A three-day vacation—that’s what they’d promised her. Yet, here she was, rushing into work the moment they snapped their fingers and whistled. Just like a good little girl.

Adele clenched her teeth, pushing the thought from her mind. It wouldn’t do to dwell on such things. Especially not with what was at stake.

Who had he killed? Would they be able to find new evidence?

“I’m coming for you, you bastard,” she murmured. “I’ll get you this time.” Adele had spent years trying to shed the accent developed over a life lived overseas. But when she got upset or angry, traces of her heritage would peek through, making themselves known in the lilt of her words. “Damn it,” she muttered, slowing her speech, flattening the vowels. “Damn it,” she repeated, more precise, more careful. No emotion. No accent. “Damn it,” a final time. Hours like this, in front of a mirror, had all but chased the reminders of her past from her speech.

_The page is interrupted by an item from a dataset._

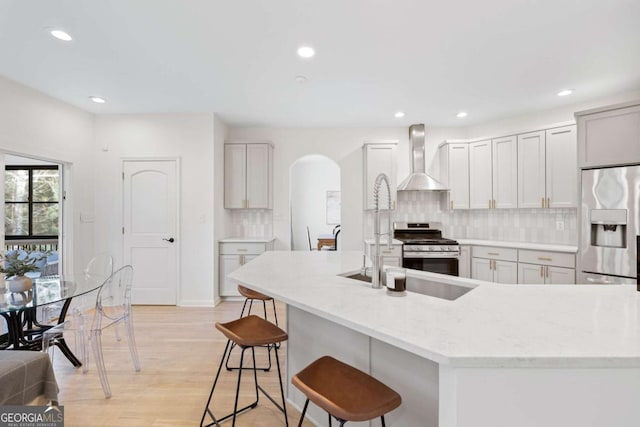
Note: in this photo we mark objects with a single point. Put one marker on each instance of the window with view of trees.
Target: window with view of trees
(31, 195)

She nodded in satisfaction, then glanced over and realized the woman in the lane next to her had her window down and was staring at Adele, her plucked eyebrows high on her fat-injected forehead.

Sheepishly, Adele rolled up her own window. She flashed a smile and a wave, then stared resolutely ahead for the rest of the slow, snail’s pace of a drive. She made one more stop just before reaching the office—pulling through a Starbucks drive-through and grabbing a large black, no sugar.

She reached the private lot for the San Francisco field office a half hour later. The two layers of security hadn’t caused trouble once she flashed her ID. She adjusted her jacket and doubled-checked the buttons as she hurried into the east branch through the elevator from the car park.

Another row of metal detectors and men in suits with bored expressions, who smelled like stale coffee and cigarettes, eventually gave way to a long, beige hallway.

“Agent Sharp,” said one of the older men, tipping an imaginary cap in her direction from where he squatted on a three-legged stool between the metal detectors.

“Hey, Doug,” she greeted him with a wave. She smiled at the man, admiring the neat press of his collar and the shine of his shoes. “Looking sharp as always.”

He chuckled, a low, rasping sound. Doug had been a field worker about twenty years ago, but had taken some shrapnel on his last assignment which had confined him to the office. His inability to make rank, however, had nothing to do with shrapnel and everything to do with a complete disdain for office politics. Some in the office thought the elevators needed a “Beware of Doug!” sign. He rarely played nice with others, yet had taken a fondness to Adele that had nothing to do with her gender or her looks. She extended the black, sugarless coffee on top of the X-ray machine, leaving the steaming liquid next to the security officer’s scarred hand—two fingers were missing, also courtesy of the car bomb that had claimed his career.